The Spanish Education system has significantly been improved over the last few years which is mainly due to the huge Spanish schooling reforms that took place in the 1980’s and 90´s. The government of Spain has recently injected a significant amount from the public funds to continue to improve the education system in Spain.
Education in Spain is compulsory for all children between the ages of 6 and 16. Spanish Education is taken very seriously and parents and students alike are very aware that academic qualifications and training are a necessity if one is to obtain a good job in Spain. The government funded public schools in Spain are known as (Escuelas Publicas), and private schools in Spain are known as (Escuelas Privadas) which include many foreign and international schools in Spain.
Approximately a third of school children in Spain attend private school, state education in Spain is completely free right through from nursery up to university which also applies to the children of foreign residents in Spain. The universities in Spain are comparable to those of the finest found throughout the rest of Europe, some Spanish universities can become overcrowded and parents who can afford it often tend to send their children to universities outside of Spain such as British or American universities where courses tend to be shorter and more flexible than the university courses offered in Spain.
Teaching methods in Spain have been known to be unimaginative and too traditional which most believed to be due to the poorly motivated, and badly paid teachers. However, teaching in Spain has improved a significant amount over the last few years. Spain’s result in the Programme for International Student Assessment (PISA), which tests three areas (Science, Language Comprehension & Mathematics) highlighted Spain’s academic record, of the 31 countries that took part Spain’s students came in 18th, 19th & 23rd respectively. Although this was behind France, New Zealand and the UK, Spain still came in ahead of countries such as Italy and Germany.
If you are planning on bringing young children with you to Spain, the general rule is of course that the younger they are, the better they will adapt to the change of entering the Spanish schooling system. Many foreign parents in Spain choose to send their young children to nursery and primary school in Spain where they are able to learn Spanish quickly and effortlessly and then pay for their children to go to secondary private school in Spain once they reach that age.
Nonetheless, the experience for children living and learning in a foreign country is stimulating and something that they highly enjoy, not to mention the fact that it will provide them with an invaluable cultural experience especially in the case of foreign and international schools in Spain where many of the students are from a variety of different countries.

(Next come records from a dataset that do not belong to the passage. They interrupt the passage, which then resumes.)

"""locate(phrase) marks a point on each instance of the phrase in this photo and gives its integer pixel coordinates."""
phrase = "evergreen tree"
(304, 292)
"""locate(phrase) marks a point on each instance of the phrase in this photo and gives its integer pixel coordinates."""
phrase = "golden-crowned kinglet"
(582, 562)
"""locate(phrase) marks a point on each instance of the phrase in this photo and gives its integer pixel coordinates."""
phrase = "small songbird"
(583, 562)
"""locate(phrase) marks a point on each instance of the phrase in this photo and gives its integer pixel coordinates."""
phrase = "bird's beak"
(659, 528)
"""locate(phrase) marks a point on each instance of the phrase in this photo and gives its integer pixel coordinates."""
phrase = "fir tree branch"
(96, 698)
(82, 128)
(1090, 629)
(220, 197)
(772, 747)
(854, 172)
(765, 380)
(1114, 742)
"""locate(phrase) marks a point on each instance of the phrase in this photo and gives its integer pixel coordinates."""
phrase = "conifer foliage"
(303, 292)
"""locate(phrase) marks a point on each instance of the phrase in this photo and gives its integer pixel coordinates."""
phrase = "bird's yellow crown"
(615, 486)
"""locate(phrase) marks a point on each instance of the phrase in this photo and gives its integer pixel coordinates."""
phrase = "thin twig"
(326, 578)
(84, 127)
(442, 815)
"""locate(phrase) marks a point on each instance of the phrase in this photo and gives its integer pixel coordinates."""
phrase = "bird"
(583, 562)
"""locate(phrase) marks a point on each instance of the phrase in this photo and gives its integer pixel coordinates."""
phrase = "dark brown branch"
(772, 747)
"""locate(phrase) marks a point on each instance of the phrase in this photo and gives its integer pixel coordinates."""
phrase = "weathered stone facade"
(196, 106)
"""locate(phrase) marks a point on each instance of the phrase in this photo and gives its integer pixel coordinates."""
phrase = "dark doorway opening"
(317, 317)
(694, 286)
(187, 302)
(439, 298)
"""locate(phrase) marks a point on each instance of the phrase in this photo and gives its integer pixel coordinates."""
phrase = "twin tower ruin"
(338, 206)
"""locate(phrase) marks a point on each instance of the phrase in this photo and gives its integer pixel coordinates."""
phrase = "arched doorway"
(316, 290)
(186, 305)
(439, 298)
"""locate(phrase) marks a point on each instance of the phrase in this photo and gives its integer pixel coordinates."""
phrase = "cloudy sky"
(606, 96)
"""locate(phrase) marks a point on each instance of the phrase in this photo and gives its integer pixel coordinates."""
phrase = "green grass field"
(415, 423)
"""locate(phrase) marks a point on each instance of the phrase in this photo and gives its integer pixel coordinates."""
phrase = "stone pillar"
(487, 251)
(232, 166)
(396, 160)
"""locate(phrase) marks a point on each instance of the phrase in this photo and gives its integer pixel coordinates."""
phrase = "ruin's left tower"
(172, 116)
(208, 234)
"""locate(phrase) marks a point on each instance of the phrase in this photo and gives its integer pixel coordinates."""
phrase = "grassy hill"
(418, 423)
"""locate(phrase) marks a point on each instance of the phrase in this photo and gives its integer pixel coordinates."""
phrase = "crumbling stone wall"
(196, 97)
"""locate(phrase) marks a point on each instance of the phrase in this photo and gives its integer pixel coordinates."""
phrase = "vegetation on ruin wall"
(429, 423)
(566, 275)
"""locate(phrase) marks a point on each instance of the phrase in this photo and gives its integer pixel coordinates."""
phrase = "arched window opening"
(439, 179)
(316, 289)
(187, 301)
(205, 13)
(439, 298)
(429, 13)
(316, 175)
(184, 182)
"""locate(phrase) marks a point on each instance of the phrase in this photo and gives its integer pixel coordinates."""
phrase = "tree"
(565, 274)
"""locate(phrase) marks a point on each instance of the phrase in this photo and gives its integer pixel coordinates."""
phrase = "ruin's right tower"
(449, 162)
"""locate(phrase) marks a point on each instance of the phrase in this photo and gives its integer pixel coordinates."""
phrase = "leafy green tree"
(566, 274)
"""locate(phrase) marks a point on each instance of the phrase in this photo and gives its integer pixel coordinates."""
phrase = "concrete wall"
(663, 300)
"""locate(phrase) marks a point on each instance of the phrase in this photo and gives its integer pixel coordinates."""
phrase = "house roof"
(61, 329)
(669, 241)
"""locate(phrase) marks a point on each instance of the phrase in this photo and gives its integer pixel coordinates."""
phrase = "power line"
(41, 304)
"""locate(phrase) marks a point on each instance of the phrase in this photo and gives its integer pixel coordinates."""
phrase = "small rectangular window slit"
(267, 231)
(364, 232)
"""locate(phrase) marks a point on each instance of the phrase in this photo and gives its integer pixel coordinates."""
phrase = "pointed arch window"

If you would like to obtain more information regarding state and private schools in Spain you can visit any of the Spanish embassies or Spanish consulates abroad as well as educational organisations, foreign embassies and government departments in Spain. If you would like specific information on local schools then this can be obtained from the local town hall (Ayuntamiento). The various autonomous regions of Spain also have education offices located within each regions capital.